So, if you're planning a trip down to wine country, make sure you visit these wineries. The only one not in Beamsville is Lailey, which is right on the Niagara Parkway, 2 minutes outside of Niagara-0n-the-Lake Main Street.
If anyone still thinks that Niagara can't produce quality wine, you've obviously never tasted any good wine before, and you're just being ignorant. I understand the perception, especially if all you've had is that cheap, mass-market shit. But take time and try these small, artisanal producers before you pass judgement. I guarantee you will change your mind.

Monday, June 23, 2008

Niagara, in detail

Let's get to it. Overall, I was very impressed once again by the quality of all the wineries we visited, and of the Beamsville region in general. A lot of honest winemakers who believe in nurturing the land in a natural, traditional way.

By far, this was the most successful of my trips down to Niagara wine country. We visited 11 wineries, tasting 88 different wines. We came away with a better and clearer picture of the direction that this region is going, and definitely learned a lot.

It's clear that the strength of Beamsville is in its white wines. Riesling wines are the best I've tasted outside of Germany and Alsace. As a matter of fact, all of the wineries we talked to stated that their inspiration for Riesling was Alsatian wines. No one mentioned German rieslings, although the styles are similar. I suppose this owes to the region's stronger French influence.

The Rieslings were taut, crisp and focused wines, featuring high acidity, minerality and lengthy finishes. The best examples were wonderfully pure, and had great varietal characteristics.

We also tasted some great Chardonnays. The best examples also showcased crisp acidity, as well as subtle buttery/creamy textures on the palate, all complemented nicely by bright fruit flavours. The worst were overoaked, excessively buttery and flabby wines. Apparently, some winemakers still are not lovers of subtlety.

Of the red wines, I remain skeptical of the quality of the Cabernet blends. I just don't think this area is well-suited for Cabernet. Just can't get them ripe enough. With the exception of Marynissen, I don't feel anyone else makes a presentable Cabernet. Well - Thiry Bench had a fantastic Benchmark Red blend that I found quite complex and interesting.

We tasted some wonderful Pinot Noirs. Now, I've been going on and on about how great Niagara Pinot Noirs can be. Definitely, this trip just confirmed that in a perfect world, this is the red wine that everyone in Niagara should be working on.

As a whole, I have to say that while Niagara wineries are producing better and better wines, I still think they have a long way to go. The problem is expression. Can the wines express their regional typicity? Can we get to the point where I can drink a bottle of wine that is unmistakably from Niagara? These things take generations to achieve. The majority are still experimenting with technique and process. That's the hard part - deciding how to vinify, choosing when to harvest, which oak to use.......simply installing the latest technology and equipment won't do.

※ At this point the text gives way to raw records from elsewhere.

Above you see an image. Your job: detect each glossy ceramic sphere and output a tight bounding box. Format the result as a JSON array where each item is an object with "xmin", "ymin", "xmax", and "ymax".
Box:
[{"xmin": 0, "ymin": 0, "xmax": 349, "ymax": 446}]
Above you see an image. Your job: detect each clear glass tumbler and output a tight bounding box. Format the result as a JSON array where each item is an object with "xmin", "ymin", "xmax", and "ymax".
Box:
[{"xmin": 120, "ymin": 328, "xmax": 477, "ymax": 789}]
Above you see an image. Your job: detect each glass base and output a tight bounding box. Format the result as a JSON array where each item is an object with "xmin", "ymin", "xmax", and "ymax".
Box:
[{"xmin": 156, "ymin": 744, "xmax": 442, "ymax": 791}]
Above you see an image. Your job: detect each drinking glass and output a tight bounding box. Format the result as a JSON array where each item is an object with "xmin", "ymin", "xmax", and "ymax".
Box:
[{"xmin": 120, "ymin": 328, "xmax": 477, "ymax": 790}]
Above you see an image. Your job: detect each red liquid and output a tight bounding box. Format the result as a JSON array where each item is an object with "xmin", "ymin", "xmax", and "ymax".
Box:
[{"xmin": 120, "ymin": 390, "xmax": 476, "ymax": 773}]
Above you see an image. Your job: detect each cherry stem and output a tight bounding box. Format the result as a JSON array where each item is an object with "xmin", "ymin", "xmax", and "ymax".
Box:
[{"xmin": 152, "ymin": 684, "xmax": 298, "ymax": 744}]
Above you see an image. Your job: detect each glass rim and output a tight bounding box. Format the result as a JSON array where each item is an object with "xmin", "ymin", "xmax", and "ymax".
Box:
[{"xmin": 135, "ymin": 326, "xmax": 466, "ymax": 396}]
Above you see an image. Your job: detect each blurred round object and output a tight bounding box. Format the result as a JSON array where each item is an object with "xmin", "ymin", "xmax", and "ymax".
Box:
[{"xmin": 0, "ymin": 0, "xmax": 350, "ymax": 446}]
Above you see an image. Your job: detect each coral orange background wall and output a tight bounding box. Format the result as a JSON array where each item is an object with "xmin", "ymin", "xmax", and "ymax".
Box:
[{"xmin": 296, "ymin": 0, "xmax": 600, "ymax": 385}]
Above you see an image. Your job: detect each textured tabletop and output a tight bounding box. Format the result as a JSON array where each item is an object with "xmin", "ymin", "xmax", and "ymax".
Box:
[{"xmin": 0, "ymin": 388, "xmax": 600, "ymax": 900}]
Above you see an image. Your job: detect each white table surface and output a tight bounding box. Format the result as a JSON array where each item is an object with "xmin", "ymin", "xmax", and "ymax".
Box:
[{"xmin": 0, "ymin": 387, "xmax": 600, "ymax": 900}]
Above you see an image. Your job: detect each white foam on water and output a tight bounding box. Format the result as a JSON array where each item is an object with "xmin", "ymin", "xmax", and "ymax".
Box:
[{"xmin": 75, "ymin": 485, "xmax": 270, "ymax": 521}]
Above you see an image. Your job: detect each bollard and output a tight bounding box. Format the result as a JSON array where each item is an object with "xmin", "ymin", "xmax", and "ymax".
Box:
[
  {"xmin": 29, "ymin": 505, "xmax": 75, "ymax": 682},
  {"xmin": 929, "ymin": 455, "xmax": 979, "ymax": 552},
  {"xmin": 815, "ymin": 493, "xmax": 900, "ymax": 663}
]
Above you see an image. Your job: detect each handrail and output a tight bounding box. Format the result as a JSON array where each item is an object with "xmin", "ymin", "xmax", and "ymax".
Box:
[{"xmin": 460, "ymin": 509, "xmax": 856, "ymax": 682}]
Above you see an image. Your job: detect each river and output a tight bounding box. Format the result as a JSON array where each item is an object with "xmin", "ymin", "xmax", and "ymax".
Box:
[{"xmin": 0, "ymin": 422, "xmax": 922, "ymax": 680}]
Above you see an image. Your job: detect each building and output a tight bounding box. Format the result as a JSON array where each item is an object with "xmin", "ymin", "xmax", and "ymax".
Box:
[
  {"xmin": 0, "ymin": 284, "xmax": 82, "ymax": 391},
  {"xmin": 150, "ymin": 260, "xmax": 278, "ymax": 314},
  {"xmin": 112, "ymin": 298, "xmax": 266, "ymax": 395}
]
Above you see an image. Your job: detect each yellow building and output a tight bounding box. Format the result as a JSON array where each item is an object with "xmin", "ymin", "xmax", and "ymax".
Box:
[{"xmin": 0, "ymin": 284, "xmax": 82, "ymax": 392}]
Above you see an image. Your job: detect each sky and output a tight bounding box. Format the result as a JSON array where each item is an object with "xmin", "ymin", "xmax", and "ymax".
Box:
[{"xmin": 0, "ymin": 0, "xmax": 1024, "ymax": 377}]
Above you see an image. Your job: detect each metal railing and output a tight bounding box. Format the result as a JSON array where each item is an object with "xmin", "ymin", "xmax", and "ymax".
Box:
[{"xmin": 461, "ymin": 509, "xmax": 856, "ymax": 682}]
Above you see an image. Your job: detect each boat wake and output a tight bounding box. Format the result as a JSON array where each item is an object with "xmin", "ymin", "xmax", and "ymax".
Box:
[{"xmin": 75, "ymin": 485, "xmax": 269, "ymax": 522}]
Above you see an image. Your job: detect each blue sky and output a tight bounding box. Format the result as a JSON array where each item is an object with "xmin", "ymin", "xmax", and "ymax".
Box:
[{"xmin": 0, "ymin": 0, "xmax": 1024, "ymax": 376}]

I'll post detailed impressions of each winery when my friend makes the pictures available to me. I can say that with the exception of two wineries, the other 9 that we visited were all special. All very unique, each specializes in the type of artisanal, low-yield wines that I love.

Again, I'll repeat that I really believe in this region. Niagara is able to produce really special northern climate white wines, as well as Burgundian varietals. It'll be interesting to keep following this area as it grows. When we can finally begin to talk about Niagara terroir, that's when I'll know that this region has grown up.

Sunday, June 22, 2008

Niagara, briefly

I don't have a lot of time, so I will be brief. Our trip to Niagara yesterday was amazing, and again I came away amazed at the development of the region.

Undeniably, the whites all sparkled yesterday. There's no doubt that the region produces transcendent Rieslings for sure, as well as some good Chardonnay and Sauvignon Blanc. As for the reds, Gamay and Pinot Noir stood out. But then again, each producer had a unique style and flair, that really can't be summed up in a general statement.

Tomorrow, I'll write up a more complete set of thoughts and observations. I'll go through our tasting methods as well as impressions of each specific winery we visited. There was a troubling aspect in one of the tastings, which I'll describe. Otherwise, it was a successful trip.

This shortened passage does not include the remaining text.